Tidak adanya efek samping bukan berarti vaksin tersebut tidak berfungsi

“Umumnya, kami menemukan bahwa semakin tinggi jumlah efek samping, semakin tinggi tingkat antibodinya,” kata penulis pertama Ethan Dutcher, MD, PhD, peneliti pascadoktoral di Departemen Psikiatri dan Ilmu Perilaku UCSF, dan Weill Institute for Ilmu saraf. “Tetapi ini bukanlah aturan yang sulit: beberapa orang tanpa efek samping memiliki antibodi yang lebih baik dibandingkan beberapa orang dengan efek samping.”

Ketika virus ini berevolusi dan tingkat kematian menurun, banyak orang yang meremehkan dampaknya. “Jumlah korban akibat COVID masih tinggi bagi sebagian orang – penyakit, kehilangan pekerjaan, kelelahan yang berkepanjangan, dan COVID yang berlangsung lama dan menakutkan,” kata rekan penulis senior Elissa Epel, PhD, wakil ketua di Departemen Psikiatri dan Ilmu Perilaku UCSF. “Meskipun gejala vaksinasi bisa sangat tidak menyenangkan, penting untuk diingat bahwa gejala tersebut tidak mendekati potensi komplikasi penyakit,” katanya.

“Dengan kemungkinan adanya vaksin COVID-19, mengidentifikasi apa yang memprediksi respons antibodi yang kuat akan tetap penting,” kata rekan penulis senior Aric Prather, PhD, profesor di Departemen Psikiatri dan Ilmu Perilaku UCSF.
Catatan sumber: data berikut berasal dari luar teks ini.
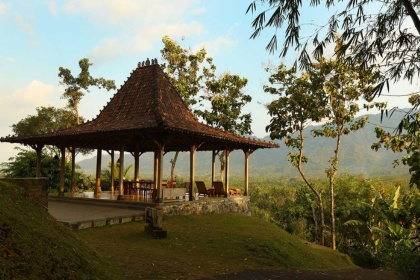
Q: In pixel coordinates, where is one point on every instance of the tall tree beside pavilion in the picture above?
(329, 91)
(75, 86)
(381, 34)
(218, 100)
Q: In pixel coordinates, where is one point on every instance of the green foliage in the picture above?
(23, 165)
(370, 31)
(47, 119)
(74, 86)
(39, 247)
(219, 101)
(205, 242)
(376, 222)
(406, 138)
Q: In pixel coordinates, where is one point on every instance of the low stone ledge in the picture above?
(35, 188)
(208, 206)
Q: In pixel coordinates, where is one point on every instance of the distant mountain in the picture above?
(356, 157)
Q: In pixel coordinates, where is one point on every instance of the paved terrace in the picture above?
(83, 210)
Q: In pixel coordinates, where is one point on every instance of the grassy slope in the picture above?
(199, 246)
(196, 246)
(41, 247)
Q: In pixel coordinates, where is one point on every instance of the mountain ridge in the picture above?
(356, 156)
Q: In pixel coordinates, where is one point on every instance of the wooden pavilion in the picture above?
(147, 114)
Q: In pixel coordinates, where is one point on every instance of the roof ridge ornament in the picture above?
(147, 62)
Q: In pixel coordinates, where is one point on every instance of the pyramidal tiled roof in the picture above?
(147, 108)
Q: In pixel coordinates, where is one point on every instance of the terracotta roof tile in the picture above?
(145, 110)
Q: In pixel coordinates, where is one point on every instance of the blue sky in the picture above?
(40, 36)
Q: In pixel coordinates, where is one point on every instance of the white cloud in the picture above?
(3, 8)
(34, 94)
(140, 24)
(27, 28)
(213, 47)
(52, 6)
(117, 12)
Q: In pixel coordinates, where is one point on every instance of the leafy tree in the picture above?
(193, 74)
(301, 101)
(23, 165)
(404, 139)
(47, 119)
(75, 86)
(329, 91)
(377, 33)
(344, 86)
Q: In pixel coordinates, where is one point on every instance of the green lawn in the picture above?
(199, 246)
(38, 247)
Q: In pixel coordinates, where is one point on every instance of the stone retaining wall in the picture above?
(36, 188)
(236, 204)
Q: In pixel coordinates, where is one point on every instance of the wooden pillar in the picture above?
(73, 166)
(121, 178)
(112, 171)
(62, 170)
(136, 165)
(98, 190)
(155, 169)
(246, 173)
(227, 163)
(213, 167)
(38, 149)
(192, 173)
(159, 152)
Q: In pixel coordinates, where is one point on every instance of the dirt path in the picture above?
(311, 275)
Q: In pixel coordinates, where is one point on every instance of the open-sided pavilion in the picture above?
(147, 114)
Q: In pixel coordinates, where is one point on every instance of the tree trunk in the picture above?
(333, 172)
(410, 10)
(173, 163)
(222, 166)
(317, 193)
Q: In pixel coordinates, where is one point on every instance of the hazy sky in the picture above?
(37, 37)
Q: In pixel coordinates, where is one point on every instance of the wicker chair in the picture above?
(219, 190)
(202, 190)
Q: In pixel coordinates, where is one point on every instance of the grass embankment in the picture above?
(197, 246)
(39, 247)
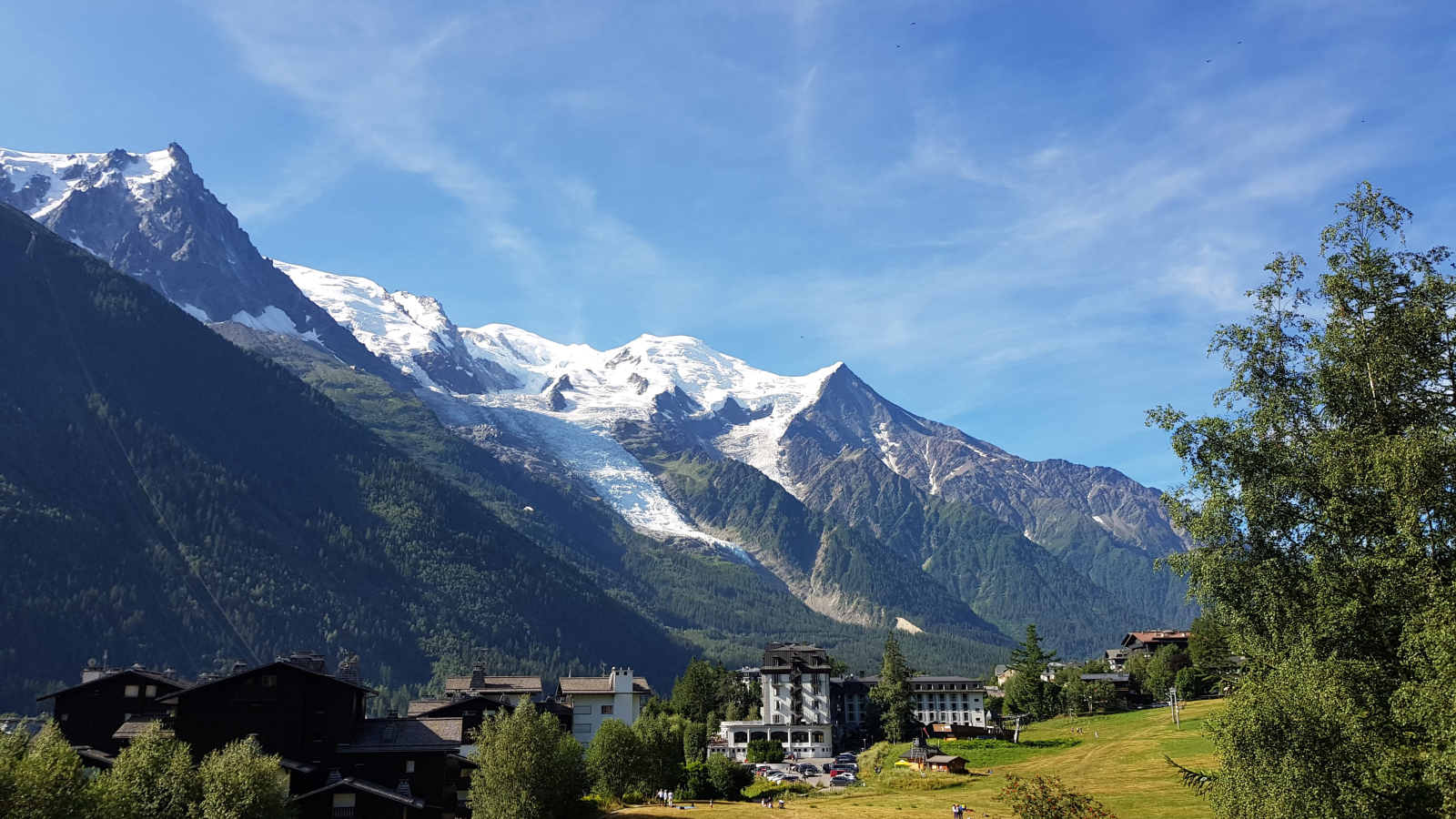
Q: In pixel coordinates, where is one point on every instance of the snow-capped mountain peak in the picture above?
(40, 182)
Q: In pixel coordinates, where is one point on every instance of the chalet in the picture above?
(109, 705)
(1150, 642)
(615, 695)
(347, 797)
(1120, 681)
(291, 707)
(414, 756)
(510, 690)
(1116, 659)
(470, 710)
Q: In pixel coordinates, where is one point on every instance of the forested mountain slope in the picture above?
(174, 499)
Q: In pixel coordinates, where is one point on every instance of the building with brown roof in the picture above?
(615, 695)
(510, 690)
(1149, 642)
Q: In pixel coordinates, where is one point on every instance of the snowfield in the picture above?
(570, 397)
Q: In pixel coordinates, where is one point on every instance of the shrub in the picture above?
(1046, 797)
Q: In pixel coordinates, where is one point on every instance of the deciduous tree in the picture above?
(1322, 508)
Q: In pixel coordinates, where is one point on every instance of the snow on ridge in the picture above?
(571, 395)
(65, 172)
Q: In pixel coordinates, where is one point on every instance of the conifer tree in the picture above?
(892, 694)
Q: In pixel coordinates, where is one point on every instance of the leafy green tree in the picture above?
(528, 767)
(695, 742)
(12, 751)
(764, 751)
(157, 778)
(1162, 671)
(728, 777)
(662, 742)
(1046, 797)
(240, 782)
(892, 694)
(1208, 646)
(1321, 504)
(47, 782)
(1028, 694)
(615, 760)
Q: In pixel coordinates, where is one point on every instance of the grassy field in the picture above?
(1116, 758)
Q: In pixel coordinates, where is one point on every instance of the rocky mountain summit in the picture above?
(858, 508)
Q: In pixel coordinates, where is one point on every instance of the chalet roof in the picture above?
(274, 666)
(597, 685)
(419, 733)
(138, 673)
(1135, 637)
(94, 755)
(136, 724)
(424, 707)
(364, 785)
(507, 683)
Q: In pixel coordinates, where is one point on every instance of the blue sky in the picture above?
(1023, 219)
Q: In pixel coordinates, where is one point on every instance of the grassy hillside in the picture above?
(172, 499)
(1117, 758)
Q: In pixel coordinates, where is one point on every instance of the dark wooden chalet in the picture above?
(470, 710)
(109, 704)
(347, 797)
(412, 755)
(291, 707)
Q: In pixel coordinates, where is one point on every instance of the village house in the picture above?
(615, 695)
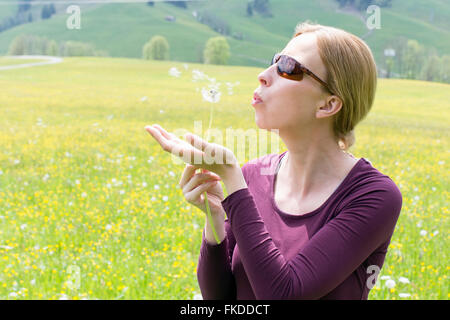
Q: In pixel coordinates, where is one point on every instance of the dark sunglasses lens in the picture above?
(287, 69)
(274, 59)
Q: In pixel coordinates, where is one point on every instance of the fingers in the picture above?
(165, 134)
(196, 141)
(198, 179)
(195, 194)
(187, 175)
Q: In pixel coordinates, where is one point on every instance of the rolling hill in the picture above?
(122, 29)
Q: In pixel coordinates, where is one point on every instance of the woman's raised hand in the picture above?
(196, 151)
(195, 184)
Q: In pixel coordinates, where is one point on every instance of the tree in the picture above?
(249, 9)
(181, 4)
(431, 70)
(413, 58)
(156, 49)
(45, 12)
(48, 11)
(262, 7)
(24, 6)
(18, 46)
(52, 48)
(217, 51)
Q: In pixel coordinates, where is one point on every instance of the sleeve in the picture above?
(328, 258)
(214, 275)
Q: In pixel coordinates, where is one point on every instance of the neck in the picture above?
(313, 162)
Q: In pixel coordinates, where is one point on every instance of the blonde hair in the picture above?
(351, 75)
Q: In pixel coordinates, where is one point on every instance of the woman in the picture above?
(319, 226)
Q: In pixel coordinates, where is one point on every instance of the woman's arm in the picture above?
(328, 258)
(214, 275)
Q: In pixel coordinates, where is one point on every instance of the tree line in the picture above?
(411, 60)
(24, 15)
(35, 45)
(216, 51)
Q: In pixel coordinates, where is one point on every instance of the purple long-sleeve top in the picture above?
(322, 254)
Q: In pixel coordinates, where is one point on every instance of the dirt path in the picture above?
(48, 60)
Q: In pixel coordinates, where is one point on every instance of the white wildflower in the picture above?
(211, 95)
(390, 284)
(174, 72)
(198, 296)
(403, 280)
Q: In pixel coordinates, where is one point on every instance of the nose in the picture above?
(266, 77)
(263, 77)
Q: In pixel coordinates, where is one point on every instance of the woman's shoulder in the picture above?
(265, 165)
(366, 181)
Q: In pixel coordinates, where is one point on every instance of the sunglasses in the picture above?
(290, 68)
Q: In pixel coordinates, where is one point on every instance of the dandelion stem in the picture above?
(205, 194)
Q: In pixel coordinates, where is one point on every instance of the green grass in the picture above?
(11, 61)
(122, 29)
(82, 184)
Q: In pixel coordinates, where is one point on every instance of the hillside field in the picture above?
(84, 187)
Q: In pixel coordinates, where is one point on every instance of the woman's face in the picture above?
(288, 103)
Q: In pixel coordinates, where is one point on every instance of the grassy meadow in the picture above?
(123, 29)
(90, 206)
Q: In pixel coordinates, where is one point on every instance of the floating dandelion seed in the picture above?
(197, 75)
(211, 95)
(403, 280)
(390, 284)
(174, 72)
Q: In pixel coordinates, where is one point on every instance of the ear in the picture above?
(331, 105)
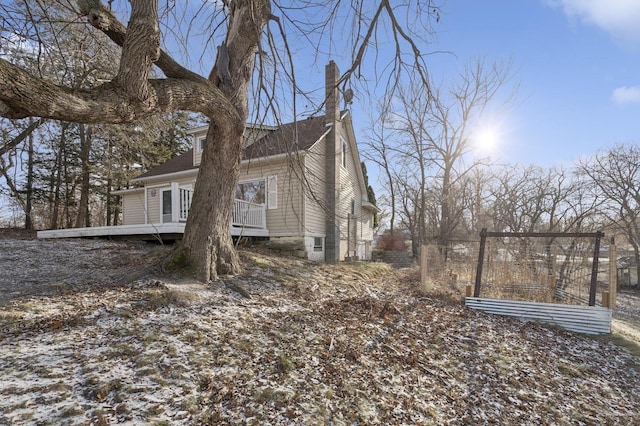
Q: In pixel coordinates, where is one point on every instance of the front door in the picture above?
(166, 206)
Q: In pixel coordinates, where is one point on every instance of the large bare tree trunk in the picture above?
(207, 244)
(86, 137)
(207, 237)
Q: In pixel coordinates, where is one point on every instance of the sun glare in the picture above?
(486, 141)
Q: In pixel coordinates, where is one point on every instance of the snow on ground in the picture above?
(315, 344)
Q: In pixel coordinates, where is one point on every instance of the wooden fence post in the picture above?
(483, 241)
(424, 281)
(613, 274)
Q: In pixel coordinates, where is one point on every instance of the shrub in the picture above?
(391, 242)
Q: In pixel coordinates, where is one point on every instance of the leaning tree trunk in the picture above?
(207, 237)
(207, 246)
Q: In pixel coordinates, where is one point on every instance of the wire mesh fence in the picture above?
(549, 268)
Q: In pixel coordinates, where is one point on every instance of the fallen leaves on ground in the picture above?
(315, 344)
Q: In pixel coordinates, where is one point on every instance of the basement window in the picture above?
(344, 153)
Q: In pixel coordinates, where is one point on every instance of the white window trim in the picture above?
(266, 190)
(272, 192)
(200, 140)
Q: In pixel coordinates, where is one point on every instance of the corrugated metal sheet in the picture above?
(583, 319)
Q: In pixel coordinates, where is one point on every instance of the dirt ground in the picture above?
(90, 334)
(32, 268)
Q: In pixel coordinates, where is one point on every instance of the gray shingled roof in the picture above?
(276, 142)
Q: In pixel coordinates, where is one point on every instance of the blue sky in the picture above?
(577, 63)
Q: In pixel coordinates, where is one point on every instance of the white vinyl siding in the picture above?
(315, 194)
(284, 212)
(198, 146)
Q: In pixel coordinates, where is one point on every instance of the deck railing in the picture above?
(248, 215)
(243, 215)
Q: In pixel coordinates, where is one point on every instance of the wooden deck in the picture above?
(164, 231)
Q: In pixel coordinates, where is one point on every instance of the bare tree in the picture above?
(615, 180)
(436, 130)
(243, 35)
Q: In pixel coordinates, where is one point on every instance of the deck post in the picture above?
(175, 202)
(613, 274)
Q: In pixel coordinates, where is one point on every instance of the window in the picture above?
(252, 191)
(344, 153)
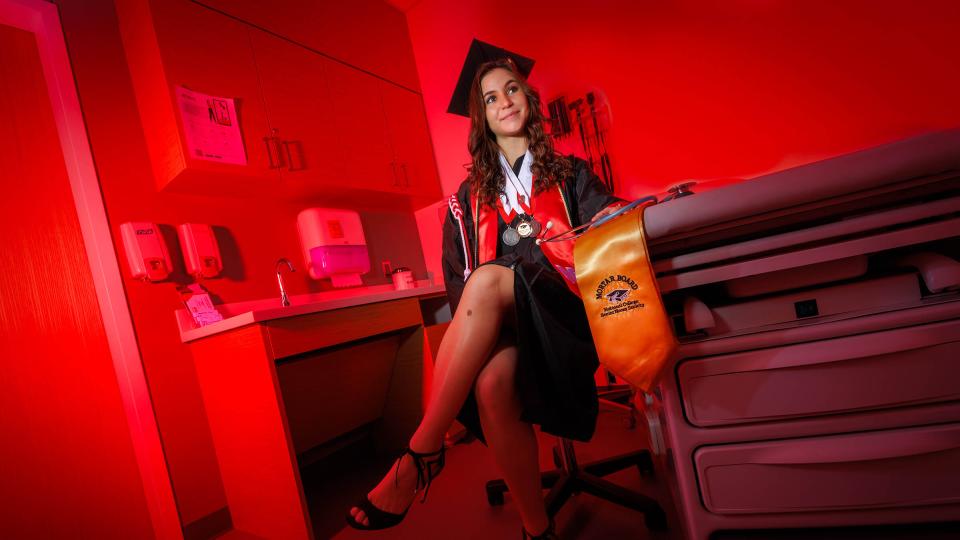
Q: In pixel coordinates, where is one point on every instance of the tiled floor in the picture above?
(457, 505)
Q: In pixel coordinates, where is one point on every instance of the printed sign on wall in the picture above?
(210, 127)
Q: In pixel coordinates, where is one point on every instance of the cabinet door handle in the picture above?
(294, 165)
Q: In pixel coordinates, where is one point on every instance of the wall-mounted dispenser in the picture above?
(333, 245)
(201, 253)
(146, 251)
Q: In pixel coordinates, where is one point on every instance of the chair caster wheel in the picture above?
(646, 471)
(495, 495)
(655, 520)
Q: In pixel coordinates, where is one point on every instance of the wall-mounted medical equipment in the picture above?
(146, 251)
(333, 245)
(201, 254)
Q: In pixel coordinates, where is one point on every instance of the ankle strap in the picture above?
(427, 469)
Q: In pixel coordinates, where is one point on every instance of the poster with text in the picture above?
(211, 127)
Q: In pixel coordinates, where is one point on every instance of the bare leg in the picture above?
(465, 348)
(513, 441)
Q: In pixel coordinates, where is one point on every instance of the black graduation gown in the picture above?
(556, 354)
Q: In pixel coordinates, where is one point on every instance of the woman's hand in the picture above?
(608, 210)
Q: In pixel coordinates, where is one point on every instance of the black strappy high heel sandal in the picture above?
(548, 534)
(429, 465)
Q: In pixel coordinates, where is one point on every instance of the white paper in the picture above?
(211, 127)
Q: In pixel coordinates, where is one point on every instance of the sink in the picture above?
(243, 313)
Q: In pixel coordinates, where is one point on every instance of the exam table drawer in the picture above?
(895, 368)
(897, 468)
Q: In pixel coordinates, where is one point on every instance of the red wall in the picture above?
(708, 89)
(68, 466)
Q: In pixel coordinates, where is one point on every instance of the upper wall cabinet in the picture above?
(368, 34)
(171, 44)
(410, 140)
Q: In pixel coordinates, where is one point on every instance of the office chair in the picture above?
(570, 478)
(617, 396)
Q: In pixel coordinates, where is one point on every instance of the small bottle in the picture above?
(402, 278)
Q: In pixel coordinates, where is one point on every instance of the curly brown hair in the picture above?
(485, 175)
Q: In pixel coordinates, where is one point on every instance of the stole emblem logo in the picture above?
(617, 298)
(617, 295)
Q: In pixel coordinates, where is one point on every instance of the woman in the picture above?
(518, 350)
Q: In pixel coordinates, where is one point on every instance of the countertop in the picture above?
(240, 314)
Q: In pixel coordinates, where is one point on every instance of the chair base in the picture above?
(571, 479)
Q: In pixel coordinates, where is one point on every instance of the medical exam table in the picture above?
(817, 382)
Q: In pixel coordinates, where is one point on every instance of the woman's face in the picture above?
(504, 102)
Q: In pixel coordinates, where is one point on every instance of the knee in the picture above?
(495, 390)
(489, 283)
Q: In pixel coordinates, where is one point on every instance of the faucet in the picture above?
(284, 299)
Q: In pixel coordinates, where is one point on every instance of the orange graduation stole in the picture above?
(630, 327)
Rekomendasi terbaru dari Pusat Pengendalian dan Pencegahan Penyakit adalah setiap orang yang berusia 6 bulan ke atas harus menerima vaksin terbaru, dan mereka yang berusia 65 tahun ke atas harus menerima dosis tambahan.

Referensi: “Efek Samping Vaksin COVID-19 dan Respons Antibodi Penetral Jangka Panjang: Studi Kelompok Prospektif” oleh Ethan G. Dutcher, Elissa S. Epel, Ashley E. Mason, Frederick M. Hecht, James E. Robinson, Stacy S .Dury dan Aric A. Prather, 11 Juni 2024, Sejarah Penyakit Dalam.
DOI: 10.7326/M23-2956

Penelitian ini didanai oleh Institut Kesehatan Nasional.

Epel adalah anggota dewan penasihat ilmiah Meru Health dan Oura Health. Mason telah menerima biaya konsultasi dari Oura Health. Prather adalah penasihat NeuroGeneces dan L-New Co.